Thirty lawmakers from Tunisia's ruling Nidaa Tounes party suspended their membership Wednesday, deepening a crisis threatening to split the party and destabilise the government.
The secularist Nidaa Tounes, elected to power last year in a vote hailed as democratic victory after Tunisia's Arab Spring revolt, has been riven by months of infighting.
Supporters of its secretary general, Mohsen Marzouk, accuse President Beji Caid Essebsi's son Hafedh of trying to seize control of the party.
The crisis has come to a head after accusations that Essebsi supporters armed with sticks on Sunday blocked rival party members from a meeting of its executive committee.

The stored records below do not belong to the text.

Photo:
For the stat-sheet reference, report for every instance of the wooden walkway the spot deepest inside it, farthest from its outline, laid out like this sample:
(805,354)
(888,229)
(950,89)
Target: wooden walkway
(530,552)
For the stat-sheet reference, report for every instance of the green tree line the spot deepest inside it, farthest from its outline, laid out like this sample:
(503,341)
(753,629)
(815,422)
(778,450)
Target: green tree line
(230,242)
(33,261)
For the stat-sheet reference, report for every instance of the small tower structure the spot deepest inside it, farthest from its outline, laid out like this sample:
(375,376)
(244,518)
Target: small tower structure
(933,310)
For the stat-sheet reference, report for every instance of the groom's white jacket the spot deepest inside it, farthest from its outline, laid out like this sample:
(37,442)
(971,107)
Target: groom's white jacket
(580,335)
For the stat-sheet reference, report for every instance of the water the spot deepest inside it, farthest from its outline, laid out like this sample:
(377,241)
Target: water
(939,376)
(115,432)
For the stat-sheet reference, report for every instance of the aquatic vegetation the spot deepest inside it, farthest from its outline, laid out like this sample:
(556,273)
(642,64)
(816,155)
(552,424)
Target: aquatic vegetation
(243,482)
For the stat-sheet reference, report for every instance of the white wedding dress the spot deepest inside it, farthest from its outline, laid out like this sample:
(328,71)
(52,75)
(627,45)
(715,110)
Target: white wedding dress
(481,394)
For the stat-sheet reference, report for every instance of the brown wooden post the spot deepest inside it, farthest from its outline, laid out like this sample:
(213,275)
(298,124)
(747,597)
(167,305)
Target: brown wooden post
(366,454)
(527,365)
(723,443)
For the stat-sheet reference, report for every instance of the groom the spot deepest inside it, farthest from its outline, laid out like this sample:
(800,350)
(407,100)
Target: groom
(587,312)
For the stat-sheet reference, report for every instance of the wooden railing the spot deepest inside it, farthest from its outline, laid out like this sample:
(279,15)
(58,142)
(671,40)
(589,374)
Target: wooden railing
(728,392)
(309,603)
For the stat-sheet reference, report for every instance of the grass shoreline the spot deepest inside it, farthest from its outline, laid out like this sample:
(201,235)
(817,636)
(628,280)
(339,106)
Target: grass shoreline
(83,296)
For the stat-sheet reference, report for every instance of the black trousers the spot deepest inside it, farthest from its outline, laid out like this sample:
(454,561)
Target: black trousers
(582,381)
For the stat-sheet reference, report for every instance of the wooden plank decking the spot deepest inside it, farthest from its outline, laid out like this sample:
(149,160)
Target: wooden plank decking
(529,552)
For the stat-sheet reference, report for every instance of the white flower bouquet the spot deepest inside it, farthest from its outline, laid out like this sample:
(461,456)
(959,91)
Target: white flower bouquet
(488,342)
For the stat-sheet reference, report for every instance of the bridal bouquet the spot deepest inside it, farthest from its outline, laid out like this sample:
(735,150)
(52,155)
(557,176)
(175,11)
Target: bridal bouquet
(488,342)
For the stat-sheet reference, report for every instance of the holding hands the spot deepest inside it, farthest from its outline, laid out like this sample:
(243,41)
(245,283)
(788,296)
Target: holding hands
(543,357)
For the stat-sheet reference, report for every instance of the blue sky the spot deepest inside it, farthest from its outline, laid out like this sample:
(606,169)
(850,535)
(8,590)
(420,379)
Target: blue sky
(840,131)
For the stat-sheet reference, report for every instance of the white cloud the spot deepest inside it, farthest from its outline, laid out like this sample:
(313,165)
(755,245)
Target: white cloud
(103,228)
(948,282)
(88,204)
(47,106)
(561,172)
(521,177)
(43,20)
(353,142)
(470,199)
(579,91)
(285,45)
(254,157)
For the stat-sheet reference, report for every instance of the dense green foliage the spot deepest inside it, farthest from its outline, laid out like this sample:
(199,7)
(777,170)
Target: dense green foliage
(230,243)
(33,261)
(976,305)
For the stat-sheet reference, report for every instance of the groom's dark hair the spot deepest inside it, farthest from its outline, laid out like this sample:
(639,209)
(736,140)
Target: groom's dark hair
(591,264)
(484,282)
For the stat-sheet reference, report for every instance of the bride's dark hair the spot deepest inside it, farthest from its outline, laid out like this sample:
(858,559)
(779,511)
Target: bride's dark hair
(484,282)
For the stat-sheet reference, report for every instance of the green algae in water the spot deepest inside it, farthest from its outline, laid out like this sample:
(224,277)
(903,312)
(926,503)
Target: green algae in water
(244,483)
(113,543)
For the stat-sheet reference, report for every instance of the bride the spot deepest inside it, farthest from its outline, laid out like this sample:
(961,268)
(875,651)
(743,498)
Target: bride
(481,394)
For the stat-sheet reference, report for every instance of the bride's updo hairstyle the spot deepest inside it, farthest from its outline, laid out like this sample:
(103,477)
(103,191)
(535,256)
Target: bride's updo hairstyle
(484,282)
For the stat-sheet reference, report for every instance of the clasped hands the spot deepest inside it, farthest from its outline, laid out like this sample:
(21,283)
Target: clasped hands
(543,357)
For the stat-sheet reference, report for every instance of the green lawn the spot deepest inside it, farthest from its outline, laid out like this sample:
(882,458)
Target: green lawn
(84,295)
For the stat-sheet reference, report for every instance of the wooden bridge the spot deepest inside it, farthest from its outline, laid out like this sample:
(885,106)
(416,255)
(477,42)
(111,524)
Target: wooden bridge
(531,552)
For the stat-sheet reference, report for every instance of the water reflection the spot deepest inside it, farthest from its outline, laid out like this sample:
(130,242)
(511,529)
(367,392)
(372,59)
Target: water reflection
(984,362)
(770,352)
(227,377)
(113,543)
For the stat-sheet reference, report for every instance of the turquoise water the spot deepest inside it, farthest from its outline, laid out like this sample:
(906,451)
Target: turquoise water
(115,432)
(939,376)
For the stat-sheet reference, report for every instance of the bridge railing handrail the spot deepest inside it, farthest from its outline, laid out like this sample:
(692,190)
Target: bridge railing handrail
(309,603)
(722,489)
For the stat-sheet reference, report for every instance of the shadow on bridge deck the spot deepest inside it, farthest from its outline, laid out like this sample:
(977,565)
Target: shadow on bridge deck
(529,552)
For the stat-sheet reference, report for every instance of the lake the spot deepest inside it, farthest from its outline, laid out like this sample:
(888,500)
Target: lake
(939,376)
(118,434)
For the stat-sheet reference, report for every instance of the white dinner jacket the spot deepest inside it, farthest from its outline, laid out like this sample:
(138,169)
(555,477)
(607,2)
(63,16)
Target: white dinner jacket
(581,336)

On Wednesday, pro-Marzouk lawmakers among the party's 86 parliamentarians said they were suspending their membership at least until a November 12 meeting of the party's executive committee.

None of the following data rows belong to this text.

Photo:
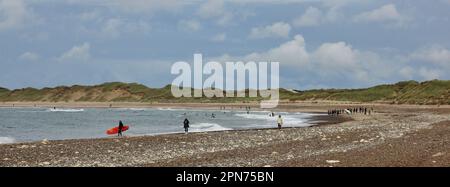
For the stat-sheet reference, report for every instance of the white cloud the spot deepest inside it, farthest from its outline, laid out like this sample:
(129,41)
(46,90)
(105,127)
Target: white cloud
(219,37)
(386,13)
(276,30)
(189,25)
(291,53)
(15,14)
(77,53)
(335,55)
(29,56)
(429,74)
(315,17)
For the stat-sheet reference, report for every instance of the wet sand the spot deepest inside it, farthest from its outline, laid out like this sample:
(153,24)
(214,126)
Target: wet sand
(392,136)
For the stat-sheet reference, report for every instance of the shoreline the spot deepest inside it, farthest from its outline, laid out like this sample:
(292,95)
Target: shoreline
(314,120)
(392,136)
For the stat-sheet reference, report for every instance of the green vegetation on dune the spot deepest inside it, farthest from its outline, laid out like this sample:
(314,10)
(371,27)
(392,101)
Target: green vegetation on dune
(406,92)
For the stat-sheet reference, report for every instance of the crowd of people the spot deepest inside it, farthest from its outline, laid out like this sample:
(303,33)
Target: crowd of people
(351,110)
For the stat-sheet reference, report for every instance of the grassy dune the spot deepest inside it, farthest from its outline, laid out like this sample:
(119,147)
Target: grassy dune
(407,92)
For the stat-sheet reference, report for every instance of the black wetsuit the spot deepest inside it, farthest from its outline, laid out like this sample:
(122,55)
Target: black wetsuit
(186,125)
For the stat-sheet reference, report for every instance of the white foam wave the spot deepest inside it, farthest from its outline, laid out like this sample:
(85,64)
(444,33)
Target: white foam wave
(65,110)
(203,127)
(5,140)
(171,109)
(288,120)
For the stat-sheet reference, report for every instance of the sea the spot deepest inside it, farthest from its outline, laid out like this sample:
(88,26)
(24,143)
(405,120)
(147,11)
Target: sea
(36,124)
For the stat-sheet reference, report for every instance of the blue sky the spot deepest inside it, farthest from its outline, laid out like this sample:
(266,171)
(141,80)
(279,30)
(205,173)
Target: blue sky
(319,44)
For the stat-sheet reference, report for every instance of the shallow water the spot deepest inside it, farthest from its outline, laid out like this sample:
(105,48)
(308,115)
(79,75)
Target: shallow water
(33,124)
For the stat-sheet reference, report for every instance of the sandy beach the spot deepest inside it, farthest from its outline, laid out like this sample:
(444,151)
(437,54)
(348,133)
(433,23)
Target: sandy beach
(393,135)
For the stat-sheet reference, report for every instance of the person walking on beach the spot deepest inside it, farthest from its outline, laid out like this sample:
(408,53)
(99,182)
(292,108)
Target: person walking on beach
(119,132)
(279,121)
(186,125)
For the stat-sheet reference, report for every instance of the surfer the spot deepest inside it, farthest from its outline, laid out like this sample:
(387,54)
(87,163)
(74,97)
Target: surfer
(186,125)
(119,133)
(279,121)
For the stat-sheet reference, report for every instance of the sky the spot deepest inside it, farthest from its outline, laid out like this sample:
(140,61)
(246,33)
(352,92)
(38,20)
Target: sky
(318,43)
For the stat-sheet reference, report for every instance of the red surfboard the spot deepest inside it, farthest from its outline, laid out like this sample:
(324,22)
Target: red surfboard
(115,130)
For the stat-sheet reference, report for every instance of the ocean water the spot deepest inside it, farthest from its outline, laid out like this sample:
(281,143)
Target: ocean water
(35,124)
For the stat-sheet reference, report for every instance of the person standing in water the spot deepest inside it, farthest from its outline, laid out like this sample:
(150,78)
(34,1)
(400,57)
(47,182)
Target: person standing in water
(279,121)
(186,125)
(119,133)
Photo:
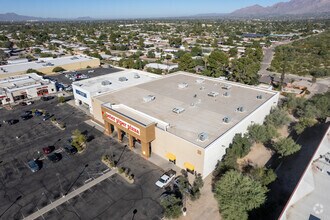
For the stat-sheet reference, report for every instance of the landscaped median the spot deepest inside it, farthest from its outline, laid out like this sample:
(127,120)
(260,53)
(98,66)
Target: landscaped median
(122,171)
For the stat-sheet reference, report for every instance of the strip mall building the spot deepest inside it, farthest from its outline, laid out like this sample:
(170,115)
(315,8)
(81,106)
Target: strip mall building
(187,119)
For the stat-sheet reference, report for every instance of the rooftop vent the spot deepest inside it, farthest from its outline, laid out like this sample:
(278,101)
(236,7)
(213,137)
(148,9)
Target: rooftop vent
(227,87)
(226,119)
(226,94)
(202,136)
(240,109)
(213,94)
(259,96)
(149,98)
(200,80)
(106,83)
(182,85)
(122,79)
(178,110)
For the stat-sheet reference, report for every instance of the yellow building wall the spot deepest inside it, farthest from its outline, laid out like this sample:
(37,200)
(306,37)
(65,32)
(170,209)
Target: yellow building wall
(183,150)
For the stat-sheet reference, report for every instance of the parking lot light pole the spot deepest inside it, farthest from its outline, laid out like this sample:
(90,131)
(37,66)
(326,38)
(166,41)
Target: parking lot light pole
(18,198)
(134,212)
(66,193)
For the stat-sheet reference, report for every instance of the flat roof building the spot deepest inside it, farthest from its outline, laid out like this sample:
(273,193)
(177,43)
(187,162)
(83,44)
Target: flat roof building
(46,65)
(25,86)
(85,90)
(185,118)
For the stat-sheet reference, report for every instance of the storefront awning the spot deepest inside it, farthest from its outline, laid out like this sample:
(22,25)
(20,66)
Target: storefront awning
(189,166)
(170,156)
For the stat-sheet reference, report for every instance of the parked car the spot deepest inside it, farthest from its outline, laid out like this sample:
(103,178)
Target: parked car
(166,178)
(34,165)
(48,150)
(70,149)
(47,116)
(11,121)
(55,157)
(26,116)
(38,113)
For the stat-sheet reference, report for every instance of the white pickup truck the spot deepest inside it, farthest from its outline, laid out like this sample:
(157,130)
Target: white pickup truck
(166,178)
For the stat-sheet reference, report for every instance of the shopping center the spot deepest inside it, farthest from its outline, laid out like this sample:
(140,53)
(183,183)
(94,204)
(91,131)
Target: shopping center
(184,118)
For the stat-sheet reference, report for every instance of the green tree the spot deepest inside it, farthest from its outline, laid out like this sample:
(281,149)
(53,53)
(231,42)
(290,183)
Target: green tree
(235,191)
(286,147)
(218,62)
(172,206)
(186,63)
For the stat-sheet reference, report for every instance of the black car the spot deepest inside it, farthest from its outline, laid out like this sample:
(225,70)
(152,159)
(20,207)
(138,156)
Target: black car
(11,121)
(55,157)
(70,149)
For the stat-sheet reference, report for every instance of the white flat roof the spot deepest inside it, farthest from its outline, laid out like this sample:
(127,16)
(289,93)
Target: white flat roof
(204,102)
(111,81)
(25,81)
(21,67)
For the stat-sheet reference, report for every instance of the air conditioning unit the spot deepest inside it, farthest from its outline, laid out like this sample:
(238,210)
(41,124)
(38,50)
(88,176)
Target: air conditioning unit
(240,109)
(182,85)
(200,80)
(213,94)
(106,83)
(122,79)
(259,96)
(178,110)
(202,136)
(149,98)
(227,87)
(226,119)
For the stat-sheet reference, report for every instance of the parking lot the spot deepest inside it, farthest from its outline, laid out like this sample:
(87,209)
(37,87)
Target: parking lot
(113,198)
(96,72)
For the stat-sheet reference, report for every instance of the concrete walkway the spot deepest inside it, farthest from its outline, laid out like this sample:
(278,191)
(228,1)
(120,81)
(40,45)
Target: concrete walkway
(70,195)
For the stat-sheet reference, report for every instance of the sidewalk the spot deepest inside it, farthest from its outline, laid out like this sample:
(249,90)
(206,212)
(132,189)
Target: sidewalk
(69,196)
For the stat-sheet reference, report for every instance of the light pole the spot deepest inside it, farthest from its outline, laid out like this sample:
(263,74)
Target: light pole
(134,212)
(18,198)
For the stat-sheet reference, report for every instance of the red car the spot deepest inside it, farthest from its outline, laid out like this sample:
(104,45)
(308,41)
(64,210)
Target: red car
(47,150)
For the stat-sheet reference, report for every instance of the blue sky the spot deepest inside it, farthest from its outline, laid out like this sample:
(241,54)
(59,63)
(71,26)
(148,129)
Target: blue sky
(124,8)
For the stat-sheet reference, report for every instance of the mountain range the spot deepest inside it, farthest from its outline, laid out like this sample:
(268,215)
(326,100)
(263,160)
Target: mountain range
(291,8)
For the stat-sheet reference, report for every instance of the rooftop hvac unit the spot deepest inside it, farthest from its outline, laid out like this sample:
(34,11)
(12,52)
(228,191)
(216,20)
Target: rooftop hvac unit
(200,80)
(106,83)
(202,136)
(240,109)
(226,119)
(149,98)
(226,94)
(227,87)
(213,94)
(182,85)
(122,79)
(178,110)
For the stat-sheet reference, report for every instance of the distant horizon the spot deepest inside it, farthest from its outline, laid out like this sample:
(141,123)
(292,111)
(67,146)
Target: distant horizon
(125,9)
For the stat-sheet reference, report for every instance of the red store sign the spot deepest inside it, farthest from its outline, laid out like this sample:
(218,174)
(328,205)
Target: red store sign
(122,123)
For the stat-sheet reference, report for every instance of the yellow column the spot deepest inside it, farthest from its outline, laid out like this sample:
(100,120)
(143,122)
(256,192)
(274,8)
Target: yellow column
(107,128)
(130,141)
(119,135)
(145,149)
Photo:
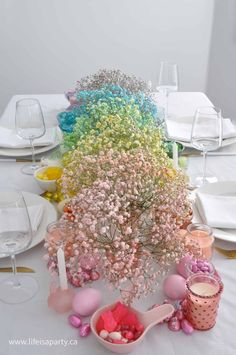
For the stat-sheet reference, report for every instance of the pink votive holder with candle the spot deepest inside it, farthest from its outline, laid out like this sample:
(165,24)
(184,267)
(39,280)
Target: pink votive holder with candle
(202,301)
(202,234)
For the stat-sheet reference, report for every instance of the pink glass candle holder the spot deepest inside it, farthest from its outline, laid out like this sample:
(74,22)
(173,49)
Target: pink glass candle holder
(202,234)
(202,301)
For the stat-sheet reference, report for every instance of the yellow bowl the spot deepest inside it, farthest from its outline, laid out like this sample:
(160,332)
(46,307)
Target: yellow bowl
(45,184)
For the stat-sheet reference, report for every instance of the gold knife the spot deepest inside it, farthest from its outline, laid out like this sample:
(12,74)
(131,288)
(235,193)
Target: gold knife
(18,269)
(230,254)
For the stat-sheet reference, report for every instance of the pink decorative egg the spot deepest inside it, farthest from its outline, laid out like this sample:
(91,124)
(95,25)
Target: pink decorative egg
(86,301)
(181,266)
(174,287)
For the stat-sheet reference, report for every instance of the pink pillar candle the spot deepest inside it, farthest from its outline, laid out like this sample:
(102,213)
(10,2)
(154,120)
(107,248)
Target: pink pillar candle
(202,301)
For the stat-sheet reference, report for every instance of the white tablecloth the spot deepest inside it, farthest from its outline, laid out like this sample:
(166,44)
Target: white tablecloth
(33,322)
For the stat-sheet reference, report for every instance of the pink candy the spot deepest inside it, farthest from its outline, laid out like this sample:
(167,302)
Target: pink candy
(85,330)
(74,320)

In a statement, they threatened to "leave the parliamentary bloc" of the party "unless the situation improves".
"We are not seeking to divide the party and we do not belong to anyone," one of the lawmakers, Abeda Kefi, told a press conference.
He nonetheless denounced "a desire to carry out a putsch" among supporters of Hafedh Caid Essebsi.
"The party is unable to meet -- its structures are broken," Kefi said.
The rivalry threatens to potentially tear apart the government in a country held up as a rare success story for the Arab Spring after its 2011 overthrow of longtime dictator Zine El Abidine Ben Ali.